Forget critics’ comparisons to the The Da Vinci Code or the plot’s seeming sci-fi/fantasy genre—Nicholas Christopher’s fifth novel may have a healthy dose of whimsy but it’s no standard adventure story. The Bestiary is instead a well-imagined, meticulously researched, lyrical tale not only of the mythical foundations of society but of one man’s inner journey to find his place in the world.

Xeno Atlas, the book’s narrator and shy, quiet hero, is introduced inside the dark Bronx apartment where he is raised with his Sicilian grandmother’s fairy tales and the rare presence of his father—a reticent shipman from Crete whom Xeno calls “the first beast I laid eyes on.” If that first line weren’t enough, Christopher’s beautiful rendering of the nature and impact of his father’s distance affirms readers’ careful attention and compassion for his son:

“He had a disarming method of keeping you uninformed: he maintained a silence so profound that when he did share a few elusive facts, it felt like a deluge, until later you realized he had told you nothing.”

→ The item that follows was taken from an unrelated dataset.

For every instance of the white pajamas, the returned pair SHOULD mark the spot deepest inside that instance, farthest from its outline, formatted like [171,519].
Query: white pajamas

It’s no wonder the prose captivates from the start, or that Xeno retreats from this painful experience into his imagination. But in high school, this childhood coping device morphs into an isolating obsession with researching real and imagined animals. Before long Xeno is consumed with finding the elusive and rumored destroyed Caravan Bestiary—an apocryphal book (invented by Christopher) detailing the extraordinary creatures refused passage on Noah’s Ark.

But this simple design, based in small part on Christopher’s own upbringing, belies a more complex plot of cerebral, emotional and spiritual discovery; for Xeno is not merely seeking a rare book and its accompanying academic success but, like us all, searching for something lost within himself. The novel’s swift yet spotless pace spans centuries of global history and alights in places like Maine, Venice, Honolulu and Moloka‘i, but these are just intriguing backdrops for a deeper exploration of Xeno’s painful and isolated upbringing and adulthood.

When, after Xeno is wounded in Viet Nam, the novel stops in Hawai`i—Christopher is a frequent visitor—he recovers his passion for the Caravan Bestiary but also connects with his enigmatic teacher and heals physical and spiritual war wounds. When in Sicily he finds clues about the book, he also discovers his heritage. And in a novel filled with beastly people as well as animals, it is above all humans—particularly three-dimensional characters like his best friend Bruno and secret love Lena, who grow up believably as the novel unfolds—and their actions that define the arc and meaning of his journey.

An undeniable accomplishment of detail and imagination, The Bestiary is grounded in historical and scientific fact—including extinction, animals rights and religion—yet in the end, Xeno’s dreams help him uncover something magical in the world and right in front of him. This delicate plaiting of imagination and reality blurs their boundaries, convincing readers to see the real as fantastical and the magical as believable. As Xeno reflects, “In a world of infinite metamorphoses—only a fraction of which we’re privy to—who can cleanly separate the fantastical from the commonplace?” More importantly, the novel asks: “Who would want to?”